In the gold-tinted light of a greenhouse tucked behind Eagle Point High School, a teenager is surrounded by leaves.
The tomato plants in front of him are too young to bear the rich red fruit they’ll later sprout. Several different varieties are lined up in orderly rows: Early Girls, Sweet 100s and Big Boys.
Andrew Gmirkin recites their names with an ease that comes from years of experience tending, watering and waiting. The high school senior has been working back here since he was a sophomore, when he took his first botany class.
Working with plants and joining Future Farmers of America, he says, helped him not only find his career passion, but also changed his experience in school.
“Learning about germination rates taught me more about math than I ever learned in a classroom,” he says.
Soon, he is joined by a current batch of Botany 1 students, under the direction of Curtis North, agricultural science teacher. They’re here to pinch off the terminal buds at the end of the tomato plant stems, which will allow them to flower healthily and produce more fruit.

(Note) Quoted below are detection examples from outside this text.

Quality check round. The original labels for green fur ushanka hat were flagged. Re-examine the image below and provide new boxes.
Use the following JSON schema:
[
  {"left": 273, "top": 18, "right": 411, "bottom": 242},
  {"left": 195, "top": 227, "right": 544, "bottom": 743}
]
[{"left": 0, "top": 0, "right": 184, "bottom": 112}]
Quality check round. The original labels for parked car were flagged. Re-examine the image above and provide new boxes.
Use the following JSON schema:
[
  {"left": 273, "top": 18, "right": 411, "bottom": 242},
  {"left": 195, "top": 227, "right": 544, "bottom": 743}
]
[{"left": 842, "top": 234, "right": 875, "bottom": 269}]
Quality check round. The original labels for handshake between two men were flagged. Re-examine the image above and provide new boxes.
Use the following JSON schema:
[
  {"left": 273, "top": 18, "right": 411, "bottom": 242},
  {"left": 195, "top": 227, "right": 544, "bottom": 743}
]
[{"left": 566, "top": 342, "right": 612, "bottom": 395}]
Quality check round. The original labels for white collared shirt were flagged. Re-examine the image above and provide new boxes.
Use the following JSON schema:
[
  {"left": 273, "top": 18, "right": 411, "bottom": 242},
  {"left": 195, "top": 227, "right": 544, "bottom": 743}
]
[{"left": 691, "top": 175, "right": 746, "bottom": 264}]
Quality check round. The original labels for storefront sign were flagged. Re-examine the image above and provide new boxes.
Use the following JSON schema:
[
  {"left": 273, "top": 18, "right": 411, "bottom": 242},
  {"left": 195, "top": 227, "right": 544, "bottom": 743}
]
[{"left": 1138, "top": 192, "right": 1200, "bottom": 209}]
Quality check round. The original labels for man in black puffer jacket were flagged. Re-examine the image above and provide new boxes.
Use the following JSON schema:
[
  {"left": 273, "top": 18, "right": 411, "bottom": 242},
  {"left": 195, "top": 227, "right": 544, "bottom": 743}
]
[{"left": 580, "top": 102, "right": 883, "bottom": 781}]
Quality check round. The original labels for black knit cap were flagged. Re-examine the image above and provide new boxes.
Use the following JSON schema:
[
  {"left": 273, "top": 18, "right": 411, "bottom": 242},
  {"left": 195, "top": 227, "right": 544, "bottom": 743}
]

This is an example of what the the U.S. Department of Education calls Career and Technical Education — learning that can help guide children to a vocation after high school graduation.
North echoes Gmirkin’s opinion: that getting out in a workspace and learning with your fingers is a complement to the classroom. Most of his students who take vocational classes come back for more, he says.
“(Students) stick around because they enjoy it, learning science in a real-life situation,” North says.
The real-life learning also yields another byproduct in the spring: real-life cash, which comes through the plant sales that supplement the greenhouse budgets.
Students in North’s botany classes learn customer service and interpersonal skills by running the sale, which will happen over the three days prior to Mother’s Day (May 10-12). North says last year the sale brought in $35,000.
But Eagle Point’s gardening program isn’t an isolated effort; it is deeply rooted in community relationships. North is part of a consortium of teachers who also lead horticulture programs at Phoenix, Crater and Rogue River high schools.
The group has also attracted the support of local gardening clubs.
The Medford Garden Club, for example, will hold a sale on Saturday to raise money for the horticulture programs. Carolyn Stieber, a club member from Eagle Point, connected with North.
“A lot of us are educators,” she says. “I think there’s a concern about supporting horticulture education ... about who will be growing our food in a few years.”
Gmirkin may be part of that community as the incoming FFA Oregon president, and as an aspiring spokesperson for an ag company. He says he entered high school thinking of a career as a police officer.
“Being part of FFA and taking ag classes showed me what I want to do with my life,” he says.
Medford Garden Club’s plant sale will run from 9 a.m. to 2 p.m. Saturday, April 28, in the parking lot of Umpqua bank, 1211 E. McAndrews Road, Medford.